Chapitre 9 : La visite de l'oncle Michael


Elizabeth referma pensivement son nouveau livre de pirate, obtenu dans la bibliothèque d‘un ami de son père à l‘issue de nombreuses sueurs froides, un vague sourire aux lèvres. Il lui avait fallu des mois pour lire et comprendre les mots qu’il contenait et elle avait souvent du ruser pour demander à Mlle Woods de lui expliquer la signification de mots tels que « radouber », « ligne de flottaison » ou encore « cabestan ». Elle avait aussi découvert que les pirates possédaient leurs propres drapeaux, des « pavillons » et que ce dernier avait même un nom : Jolly Roger. La petite fille connaissait à présent aussi bien que certains officiers anglais la signification des différents couleurs arborées par les pirates : le noir à tête de mort qui indique aux navires de se rendre sans combattre et le pire de tous, le rouge à tête de mort qui annonce un combat sans merci.

 

Au début, Elizabeth avait éprouvé quelques difficultés à l’idée que les pirates pouvaient faire couler le sang d’innocents. Mais finalement, elle s’était persuadée que: une le livre étant écrit par des anglais ne disait pas vraiment la vérité et deux, son pirate prêtre n’était pas un fou avide de sang comme Sao Fengue.

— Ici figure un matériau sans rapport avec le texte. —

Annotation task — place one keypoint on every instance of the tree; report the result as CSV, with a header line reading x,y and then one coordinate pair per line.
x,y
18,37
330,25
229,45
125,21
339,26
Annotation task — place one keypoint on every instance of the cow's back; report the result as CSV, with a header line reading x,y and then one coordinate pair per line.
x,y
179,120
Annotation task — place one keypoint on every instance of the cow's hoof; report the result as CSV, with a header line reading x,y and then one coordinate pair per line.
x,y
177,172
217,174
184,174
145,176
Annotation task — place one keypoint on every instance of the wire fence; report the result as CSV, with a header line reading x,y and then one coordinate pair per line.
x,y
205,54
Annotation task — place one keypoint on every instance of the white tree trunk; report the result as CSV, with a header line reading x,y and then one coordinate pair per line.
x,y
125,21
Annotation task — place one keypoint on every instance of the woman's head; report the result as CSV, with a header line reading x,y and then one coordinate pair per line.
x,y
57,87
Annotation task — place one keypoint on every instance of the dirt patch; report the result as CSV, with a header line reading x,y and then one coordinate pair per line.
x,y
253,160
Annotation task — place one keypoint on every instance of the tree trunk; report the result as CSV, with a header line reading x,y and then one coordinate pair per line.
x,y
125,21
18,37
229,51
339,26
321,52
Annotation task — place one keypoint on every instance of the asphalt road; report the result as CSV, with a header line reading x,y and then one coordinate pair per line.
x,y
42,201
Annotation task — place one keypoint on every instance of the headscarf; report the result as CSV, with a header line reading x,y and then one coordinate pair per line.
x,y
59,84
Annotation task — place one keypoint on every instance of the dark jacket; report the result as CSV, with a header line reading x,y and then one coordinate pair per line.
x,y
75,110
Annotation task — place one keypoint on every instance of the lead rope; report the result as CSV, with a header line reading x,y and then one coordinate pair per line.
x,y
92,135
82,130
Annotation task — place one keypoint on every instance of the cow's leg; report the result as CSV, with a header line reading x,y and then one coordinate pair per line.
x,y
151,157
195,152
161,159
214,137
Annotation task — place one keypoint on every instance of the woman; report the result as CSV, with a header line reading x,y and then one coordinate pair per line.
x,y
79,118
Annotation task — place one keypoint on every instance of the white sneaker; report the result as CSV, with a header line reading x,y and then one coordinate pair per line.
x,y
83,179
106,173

Elle-même lorsqu’elle serait pirate, ce qu’elle était sure ce devenir un jour, ne serait pas inutilement cruelle. Et Elizabeth s’imaginait déjà, tenant dans ses petites mains la lourde barre d’un navire tandis qu’une brise faisait flotter au vent ses cheveux. Elle n’aurait pas besoin de se battre pour obtenir la cargaison des navires, il lui suffirait de monter à bord, le couteau entre les dents et de demander poliment une partie de la marchandise après avoir retiré le couteau de sa bouche bien entendu. Nul doute qu’on la lui donnerait. Elle deviendrait ainsi une grande pirate et aussi une lady, pour faire plaisir à son papa. Elle partirait sur les mers et ferait ce qu’elle voudrait quand elle le voudrait !! Plus d’heures de repas ni de sieste, ni d’études, ni de bonnes manières. Elle serait libre d’agir comme bon lui semblerait,           à côté de cela quelques récits d’abordages sanglants, sûrement exagérés d’ailleurs, n’étaient qu’un détail.

 

Miss Asst pénétra dans la chambre de la petite fille et la sortit de ses réflexions.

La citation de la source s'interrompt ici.